Sonaron las campanas del torreón y las manecillas del reloj olvidaron su celeridad para embarcarse en una parsimoniosa cuenta atrás. Las miradas se levantaron hasta el cielo, donde las pesadillas se hacían realidad, pero no eran las peores. Decía el calendario que era agosto, pero nadie pudo ignorar el vehemente frío que traía por cortesía la muerte. Las manos tocaron el suelo, los rostros, las lágrimas, y desapareció todo sonido de la atmósfera. Sin embargo, esta vez fue diferente.
Tras el colosal zumbido de las palomas mensajeras del exterminio no vinieron los aterradores silbidos de las semillas calaverescas. Abrieron los ojos creyendo haber tenido la suerte de mil hombres, ojos que contemplaron por última vez la luz del día y las paredes de su casa, el refulgir del brillo de mil soles a través de sus ventanas y las lágrimas que en sus hijos brotaban.

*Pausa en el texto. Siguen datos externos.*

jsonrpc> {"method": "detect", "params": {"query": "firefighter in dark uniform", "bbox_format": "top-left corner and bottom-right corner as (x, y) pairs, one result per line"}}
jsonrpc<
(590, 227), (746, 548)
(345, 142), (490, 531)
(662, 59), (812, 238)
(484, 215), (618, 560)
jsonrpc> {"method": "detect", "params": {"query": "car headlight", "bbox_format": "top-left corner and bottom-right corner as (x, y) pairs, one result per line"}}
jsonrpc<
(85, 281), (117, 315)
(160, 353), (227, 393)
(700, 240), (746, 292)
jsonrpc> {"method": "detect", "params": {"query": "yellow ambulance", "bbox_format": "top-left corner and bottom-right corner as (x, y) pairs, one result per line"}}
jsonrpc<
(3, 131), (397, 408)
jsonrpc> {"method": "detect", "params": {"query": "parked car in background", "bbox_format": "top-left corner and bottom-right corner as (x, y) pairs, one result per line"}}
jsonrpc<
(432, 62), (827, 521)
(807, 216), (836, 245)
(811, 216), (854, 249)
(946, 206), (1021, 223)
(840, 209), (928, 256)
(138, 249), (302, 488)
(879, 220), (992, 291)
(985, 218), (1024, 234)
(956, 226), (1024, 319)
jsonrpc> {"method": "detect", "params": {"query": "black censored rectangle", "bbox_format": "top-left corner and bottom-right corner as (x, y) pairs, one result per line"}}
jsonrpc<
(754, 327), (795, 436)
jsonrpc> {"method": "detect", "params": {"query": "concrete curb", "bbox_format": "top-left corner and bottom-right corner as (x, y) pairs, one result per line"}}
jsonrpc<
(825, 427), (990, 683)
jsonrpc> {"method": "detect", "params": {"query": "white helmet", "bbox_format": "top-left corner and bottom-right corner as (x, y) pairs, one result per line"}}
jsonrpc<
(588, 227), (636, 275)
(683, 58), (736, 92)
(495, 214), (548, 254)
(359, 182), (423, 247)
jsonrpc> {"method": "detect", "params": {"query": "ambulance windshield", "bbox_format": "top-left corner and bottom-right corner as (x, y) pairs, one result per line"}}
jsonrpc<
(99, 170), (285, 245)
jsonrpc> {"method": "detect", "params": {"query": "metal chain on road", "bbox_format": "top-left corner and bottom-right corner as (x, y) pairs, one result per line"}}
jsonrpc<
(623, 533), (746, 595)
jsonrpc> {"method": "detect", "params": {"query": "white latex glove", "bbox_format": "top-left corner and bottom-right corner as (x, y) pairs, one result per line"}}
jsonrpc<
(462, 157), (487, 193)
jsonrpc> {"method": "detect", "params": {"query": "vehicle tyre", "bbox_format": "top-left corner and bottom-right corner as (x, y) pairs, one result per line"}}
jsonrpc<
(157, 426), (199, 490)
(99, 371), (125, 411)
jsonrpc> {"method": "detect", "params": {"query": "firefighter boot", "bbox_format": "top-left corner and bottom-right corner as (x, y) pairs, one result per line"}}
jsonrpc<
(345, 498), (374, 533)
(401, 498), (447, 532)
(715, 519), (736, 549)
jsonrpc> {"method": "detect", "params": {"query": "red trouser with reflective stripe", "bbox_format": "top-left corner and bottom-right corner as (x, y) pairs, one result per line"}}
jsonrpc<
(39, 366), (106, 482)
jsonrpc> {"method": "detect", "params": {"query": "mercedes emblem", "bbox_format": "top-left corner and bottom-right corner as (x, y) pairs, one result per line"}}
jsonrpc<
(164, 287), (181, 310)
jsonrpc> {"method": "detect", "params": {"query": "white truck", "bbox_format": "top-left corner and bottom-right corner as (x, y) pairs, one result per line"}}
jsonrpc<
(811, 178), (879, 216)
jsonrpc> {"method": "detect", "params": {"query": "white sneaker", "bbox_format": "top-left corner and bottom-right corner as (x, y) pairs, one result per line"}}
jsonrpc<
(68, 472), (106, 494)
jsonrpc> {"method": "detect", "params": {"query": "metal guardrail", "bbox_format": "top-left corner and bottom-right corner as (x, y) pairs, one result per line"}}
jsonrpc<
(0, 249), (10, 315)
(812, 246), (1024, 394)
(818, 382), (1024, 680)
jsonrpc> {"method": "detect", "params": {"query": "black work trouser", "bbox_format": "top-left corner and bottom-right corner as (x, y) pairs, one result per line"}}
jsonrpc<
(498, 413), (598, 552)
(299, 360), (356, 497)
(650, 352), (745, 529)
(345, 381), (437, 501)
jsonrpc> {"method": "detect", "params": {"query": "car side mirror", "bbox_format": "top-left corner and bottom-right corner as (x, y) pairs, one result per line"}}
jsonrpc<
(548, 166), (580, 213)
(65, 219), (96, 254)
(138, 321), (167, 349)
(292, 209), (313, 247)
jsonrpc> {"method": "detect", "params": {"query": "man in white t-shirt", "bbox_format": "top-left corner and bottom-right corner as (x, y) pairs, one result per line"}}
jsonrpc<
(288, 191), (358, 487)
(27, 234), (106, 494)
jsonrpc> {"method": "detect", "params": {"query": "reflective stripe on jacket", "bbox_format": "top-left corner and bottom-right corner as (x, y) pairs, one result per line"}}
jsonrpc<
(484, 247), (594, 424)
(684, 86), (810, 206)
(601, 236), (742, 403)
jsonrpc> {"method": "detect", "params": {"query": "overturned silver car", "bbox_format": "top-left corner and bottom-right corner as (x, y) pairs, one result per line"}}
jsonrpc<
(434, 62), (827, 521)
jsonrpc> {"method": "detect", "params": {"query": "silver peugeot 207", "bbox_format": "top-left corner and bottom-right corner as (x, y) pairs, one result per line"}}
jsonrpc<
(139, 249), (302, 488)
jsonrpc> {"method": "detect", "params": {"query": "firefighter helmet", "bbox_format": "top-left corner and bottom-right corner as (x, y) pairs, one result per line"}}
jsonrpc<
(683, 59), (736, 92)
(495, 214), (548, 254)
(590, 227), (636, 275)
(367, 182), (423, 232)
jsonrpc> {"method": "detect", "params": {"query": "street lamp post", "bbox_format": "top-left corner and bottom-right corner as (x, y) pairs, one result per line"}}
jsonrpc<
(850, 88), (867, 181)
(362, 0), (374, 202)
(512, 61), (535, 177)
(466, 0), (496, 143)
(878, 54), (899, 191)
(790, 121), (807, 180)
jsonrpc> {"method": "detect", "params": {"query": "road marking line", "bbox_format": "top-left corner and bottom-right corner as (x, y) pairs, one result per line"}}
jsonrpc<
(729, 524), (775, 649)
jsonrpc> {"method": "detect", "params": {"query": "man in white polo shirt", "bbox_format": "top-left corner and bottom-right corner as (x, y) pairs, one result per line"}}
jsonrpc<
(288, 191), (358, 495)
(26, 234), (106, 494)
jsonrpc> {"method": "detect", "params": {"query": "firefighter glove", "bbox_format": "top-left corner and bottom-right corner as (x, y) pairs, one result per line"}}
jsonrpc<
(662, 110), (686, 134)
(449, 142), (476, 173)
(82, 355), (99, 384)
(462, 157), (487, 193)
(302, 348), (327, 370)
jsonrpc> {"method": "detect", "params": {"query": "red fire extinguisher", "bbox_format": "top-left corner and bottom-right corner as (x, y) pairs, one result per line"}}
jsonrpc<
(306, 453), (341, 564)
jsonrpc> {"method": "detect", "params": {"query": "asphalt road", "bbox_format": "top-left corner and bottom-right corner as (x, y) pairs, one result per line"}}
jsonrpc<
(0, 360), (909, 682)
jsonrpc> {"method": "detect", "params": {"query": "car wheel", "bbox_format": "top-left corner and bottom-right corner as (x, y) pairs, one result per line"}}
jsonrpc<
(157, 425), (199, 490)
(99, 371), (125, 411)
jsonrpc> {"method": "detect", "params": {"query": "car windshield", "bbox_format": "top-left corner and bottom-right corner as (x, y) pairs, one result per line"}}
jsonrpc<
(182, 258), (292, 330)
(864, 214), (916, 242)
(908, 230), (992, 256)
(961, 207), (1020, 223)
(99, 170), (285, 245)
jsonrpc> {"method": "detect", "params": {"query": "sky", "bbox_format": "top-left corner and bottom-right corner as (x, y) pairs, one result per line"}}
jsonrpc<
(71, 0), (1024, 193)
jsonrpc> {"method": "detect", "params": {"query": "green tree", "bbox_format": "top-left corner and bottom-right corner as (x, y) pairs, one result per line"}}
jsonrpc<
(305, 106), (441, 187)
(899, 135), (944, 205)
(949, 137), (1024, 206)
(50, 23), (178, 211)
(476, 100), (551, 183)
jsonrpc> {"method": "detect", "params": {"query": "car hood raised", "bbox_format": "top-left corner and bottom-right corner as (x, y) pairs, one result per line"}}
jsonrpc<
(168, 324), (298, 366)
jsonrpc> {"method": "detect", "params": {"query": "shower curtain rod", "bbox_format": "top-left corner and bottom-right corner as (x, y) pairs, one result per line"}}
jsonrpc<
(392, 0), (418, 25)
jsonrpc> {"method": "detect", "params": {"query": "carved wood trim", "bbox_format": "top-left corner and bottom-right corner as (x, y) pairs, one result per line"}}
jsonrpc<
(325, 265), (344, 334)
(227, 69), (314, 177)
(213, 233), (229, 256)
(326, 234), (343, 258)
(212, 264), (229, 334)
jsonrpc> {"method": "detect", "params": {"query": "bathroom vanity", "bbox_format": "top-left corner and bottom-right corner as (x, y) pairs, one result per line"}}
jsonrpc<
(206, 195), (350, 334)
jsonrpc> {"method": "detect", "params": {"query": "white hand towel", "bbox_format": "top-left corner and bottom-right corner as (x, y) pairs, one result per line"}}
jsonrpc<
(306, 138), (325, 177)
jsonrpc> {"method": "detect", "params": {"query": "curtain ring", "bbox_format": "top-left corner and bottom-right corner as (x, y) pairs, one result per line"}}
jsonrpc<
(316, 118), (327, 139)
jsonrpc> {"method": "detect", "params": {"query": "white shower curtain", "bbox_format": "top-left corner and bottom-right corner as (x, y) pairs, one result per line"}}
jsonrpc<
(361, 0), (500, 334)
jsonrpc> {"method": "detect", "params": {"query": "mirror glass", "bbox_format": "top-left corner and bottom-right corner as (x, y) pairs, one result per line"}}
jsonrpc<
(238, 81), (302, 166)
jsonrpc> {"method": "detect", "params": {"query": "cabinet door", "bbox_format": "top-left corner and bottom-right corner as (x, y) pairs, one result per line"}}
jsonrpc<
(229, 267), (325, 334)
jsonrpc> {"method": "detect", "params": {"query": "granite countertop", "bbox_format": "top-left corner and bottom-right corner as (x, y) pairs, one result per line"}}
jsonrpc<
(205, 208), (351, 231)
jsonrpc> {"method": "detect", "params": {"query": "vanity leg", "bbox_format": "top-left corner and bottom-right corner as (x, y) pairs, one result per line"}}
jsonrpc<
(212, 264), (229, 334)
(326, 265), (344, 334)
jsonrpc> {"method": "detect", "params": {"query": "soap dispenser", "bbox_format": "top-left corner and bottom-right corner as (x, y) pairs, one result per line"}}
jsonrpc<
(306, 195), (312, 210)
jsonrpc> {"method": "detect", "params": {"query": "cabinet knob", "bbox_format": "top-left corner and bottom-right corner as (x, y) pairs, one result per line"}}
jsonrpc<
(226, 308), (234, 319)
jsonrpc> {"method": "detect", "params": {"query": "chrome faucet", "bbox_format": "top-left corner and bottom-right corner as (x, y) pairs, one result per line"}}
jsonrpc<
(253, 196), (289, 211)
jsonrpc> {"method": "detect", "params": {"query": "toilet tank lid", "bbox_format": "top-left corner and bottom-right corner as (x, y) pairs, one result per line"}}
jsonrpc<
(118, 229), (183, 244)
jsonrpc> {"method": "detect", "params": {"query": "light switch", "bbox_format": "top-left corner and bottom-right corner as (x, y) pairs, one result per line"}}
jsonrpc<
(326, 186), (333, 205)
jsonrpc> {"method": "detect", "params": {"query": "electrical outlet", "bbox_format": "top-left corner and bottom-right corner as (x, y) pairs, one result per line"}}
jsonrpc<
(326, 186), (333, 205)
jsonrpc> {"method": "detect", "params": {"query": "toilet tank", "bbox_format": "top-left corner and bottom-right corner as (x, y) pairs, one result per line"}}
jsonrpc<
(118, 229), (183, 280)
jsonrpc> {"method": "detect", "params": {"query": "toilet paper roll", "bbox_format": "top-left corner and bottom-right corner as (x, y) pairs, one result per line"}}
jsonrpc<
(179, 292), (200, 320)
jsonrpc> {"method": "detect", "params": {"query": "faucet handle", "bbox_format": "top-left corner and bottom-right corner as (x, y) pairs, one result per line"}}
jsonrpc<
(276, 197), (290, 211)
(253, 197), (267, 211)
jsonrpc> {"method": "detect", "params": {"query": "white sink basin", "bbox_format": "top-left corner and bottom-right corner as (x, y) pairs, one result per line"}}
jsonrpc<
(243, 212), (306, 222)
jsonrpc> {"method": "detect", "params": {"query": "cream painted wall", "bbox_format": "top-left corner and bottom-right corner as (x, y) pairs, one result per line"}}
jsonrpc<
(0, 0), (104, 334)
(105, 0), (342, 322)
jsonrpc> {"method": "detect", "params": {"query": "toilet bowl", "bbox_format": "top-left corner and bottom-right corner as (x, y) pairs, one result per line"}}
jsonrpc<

Una parte afortunada oyó la voz que seca las gargantas, humedece los ojos y rompe los tímpanos, la voz de la muerte. Luego no vieron nada.
La otra tuvo el tiempo necesario para digerir su ventura, el suelo que antes protegía ahora asomaba los dientes y entre temblores sacudía los cimientos de la vida. Primero vino el fuego, luego el sonido, y más tarde lo que vino de la tierra retornó a la tierra en la forma de cenizas, tarde para nosotros, muy tarde para ellos; si los segundos asemejaban horas mientras la parca mostraba su guadaña, ahora días, mientras las llamas del infierno consumían sus entrañas. Y sin embargo, eran fracciones, fracciones de un instante feliz para las moscas que se frotaban las manos, orgullosas del Proyecto Manhattan. Se han convertido en la muerte, en la destructora de mundos.